Opened 6 years ago

Closed 6 years ago

#4879 closed enhancement (fixed)

clang optimizations for large models

Reported by: casella Owned by: sjoelund.se
Priority: high Milestone: 1.13.0
Component: Code Generation Version:
Keywords: Cc: wbraun

Description

A few weeks ago the default optimization level for clang compilation was changed from -O0 to -Os. This has a positive impact on simulation time, because the code is optimized for size and better fits the CPU cache, reducing the cache miss overhead. On the other hand, it increases the C-code compilation time.

Most of the models of the MSL only take a few seconds for C compilation also with -Os, and a few of them which have fairly large simulation times benefit a lot from that, e.g., EngineV6 or BranchingDynamicPipes.

On the other hand, the impact on many larger models, such as those in the ScalableTestSuite, in definitely unfavourable. In that library, the average effect is that the simulation time is rduced by 20-50%, but the C compilation time is increased 4X, and the latter is usually one or more orders of magnitude larger.

For example, if you compare the performance before and after the change,
the largest models DistributionSystemModelica_N_112_M_112 and DistributionSystemModelicaActiveLoads_N_80_M_80 jumped from 130 and 80 s to 590 and 260 s, while the reduction in simulation times was only a few seconds. That is clearly sub-optimal.

In general what is the best choice depends on the specific use case.

I guess the optimal solution would probably be to apply -Os to all parts that are executed during simulation, while applying -O0 to all initialization-related code, which usually takes a neglibile fraction of the simulation time.

It is also advisable to optimize the C code, e.g. avoiding unnecessary macro expansions (see #4871), and moving all structural information (incidence matrices and similar) from the C sources to XML files.

For the time being, I would suggest to also run the ScalableTestSuite with -O0, so we can actually check all the other performance figures of big models, without incurring in timeouts. As C-compilation times takes the lion's share and is reduced dramatically, the additional burden on the testsuite is probably going to be limited.

Change History (22)

comment:1 in reply to: ↑ description ; follow-ups: Changed 6 years ago by sjoelund.se

Replying to casella:

I guess the optimal solution would probably be to apply -Os to all parts that are executed during simulation, while applying -O0 to all initialization-related code, which usually takes a neglibile fraction of the simulation time.

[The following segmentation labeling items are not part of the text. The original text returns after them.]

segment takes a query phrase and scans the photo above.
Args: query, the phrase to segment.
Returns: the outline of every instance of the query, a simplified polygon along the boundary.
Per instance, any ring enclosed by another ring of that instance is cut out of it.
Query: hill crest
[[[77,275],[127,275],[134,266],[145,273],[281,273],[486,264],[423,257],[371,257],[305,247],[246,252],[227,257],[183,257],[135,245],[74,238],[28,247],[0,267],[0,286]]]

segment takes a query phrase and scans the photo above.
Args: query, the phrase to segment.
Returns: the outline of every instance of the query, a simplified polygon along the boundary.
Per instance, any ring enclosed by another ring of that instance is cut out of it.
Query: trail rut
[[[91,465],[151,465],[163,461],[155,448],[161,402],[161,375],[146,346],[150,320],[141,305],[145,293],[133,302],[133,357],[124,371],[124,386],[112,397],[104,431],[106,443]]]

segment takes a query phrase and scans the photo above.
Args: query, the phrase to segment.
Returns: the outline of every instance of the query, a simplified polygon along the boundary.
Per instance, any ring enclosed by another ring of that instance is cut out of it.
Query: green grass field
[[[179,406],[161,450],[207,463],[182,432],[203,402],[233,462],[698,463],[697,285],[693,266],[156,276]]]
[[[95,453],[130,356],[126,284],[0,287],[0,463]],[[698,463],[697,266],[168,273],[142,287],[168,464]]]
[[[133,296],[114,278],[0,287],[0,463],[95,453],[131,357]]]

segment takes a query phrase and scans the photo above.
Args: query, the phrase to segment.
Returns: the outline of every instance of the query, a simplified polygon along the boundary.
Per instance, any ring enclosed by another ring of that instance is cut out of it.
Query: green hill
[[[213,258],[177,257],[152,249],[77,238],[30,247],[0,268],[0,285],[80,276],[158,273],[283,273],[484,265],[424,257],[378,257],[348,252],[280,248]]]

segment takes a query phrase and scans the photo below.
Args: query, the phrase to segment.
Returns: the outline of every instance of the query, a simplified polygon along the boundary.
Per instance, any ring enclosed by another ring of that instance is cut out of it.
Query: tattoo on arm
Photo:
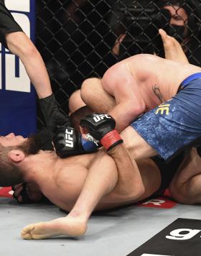
[[[152,86],[152,90],[154,91],[154,93],[156,95],[156,96],[159,99],[159,100],[161,101],[161,103],[164,101],[164,99],[161,93],[160,88],[158,87],[156,84]]]

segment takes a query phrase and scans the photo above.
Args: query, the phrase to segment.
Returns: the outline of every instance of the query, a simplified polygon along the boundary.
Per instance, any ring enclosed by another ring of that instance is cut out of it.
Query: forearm
[[[9,50],[19,56],[39,99],[52,93],[50,81],[42,58],[29,40],[22,32],[6,35]]]
[[[126,201],[135,200],[144,192],[144,186],[136,163],[126,146],[120,144],[108,151],[117,167],[118,181],[113,193]]]
[[[108,112],[108,114],[116,120],[116,129],[118,132],[124,130],[144,112],[145,109],[144,104],[138,101],[128,99],[118,104]]]

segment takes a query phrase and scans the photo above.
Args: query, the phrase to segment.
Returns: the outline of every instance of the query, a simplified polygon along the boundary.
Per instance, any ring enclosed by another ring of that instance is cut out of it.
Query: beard
[[[54,150],[51,134],[45,129],[31,135],[25,142],[17,147],[26,155],[36,155],[39,150]]]

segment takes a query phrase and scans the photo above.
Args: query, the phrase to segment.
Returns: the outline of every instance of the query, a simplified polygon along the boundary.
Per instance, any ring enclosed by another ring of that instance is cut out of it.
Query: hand
[[[56,153],[61,157],[91,153],[97,150],[93,142],[85,140],[73,127],[60,127],[55,132],[53,142]]]
[[[20,183],[12,186],[13,197],[19,204],[37,202],[42,198],[38,186],[33,183]]]
[[[107,114],[93,114],[80,120],[80,127],[86,129],[96,140],[100,140],[107,150],[123,143],[119,134],[115,129],[115,119]]]

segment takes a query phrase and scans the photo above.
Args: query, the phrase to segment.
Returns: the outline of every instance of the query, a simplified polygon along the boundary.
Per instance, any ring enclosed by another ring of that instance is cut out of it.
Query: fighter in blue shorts
[[[174,157],[184,147],[199,144],[201,73],[187,78],[181,83],[178,93],[131,125],[166,160]]]
[[[134,55],[110,68],[102,79],[84,81],[81,96],[95,112],[114,117],[118,132],[130,124],[134,128],[129,132],[135,159],[159,154],[169,160],[184,147],[200,145],[200,67]]]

This is done in most cases (some initialization code should be optimized; non-linear systems can take a long time to solve). There are some cases where initialization-code is executed in each time step though.

It is also advisable to optimize the C code, e.g. avoiding unnecessary macro expansions (see #4871), and moving all structural information (incidence matrices and similar) from the C sources to XML files.

Macro expansion here isn't the bad part: the bad part here is that there is a check being done on the denominator every time step even though it is a literal...

If structural information needs to be read back and is a simple array it can be added to the generated code as long as the function storing the information is marked for no optimization; that should be a rather reasonable solution (for FMUs this used to be required; perhaps we could treat some of our XML-files as resources in FMI 2.0 to avoid compiling the C-code.

For the time being, I would suggest to also run the ScalableTestSuite with -O0, so we can actually check all the other performance figures of big models, without incurring in timeouts. As C-compilation times takes the lion's share and is reduced dramatically, the additional burden on the testsuite is probably going to be limited.

Done

comment:2 in reply to: ↑ 1 ; follow-up: Changed 6 years ago by casella

Replying to sjoelund.se:

Replying to casella:

I guess the optimal solution would probably be to apply -Os to all parts that are executed during simulation, while applying -O0 to all initialization-related code, which usually takes a neglibile fraction of the simulation time.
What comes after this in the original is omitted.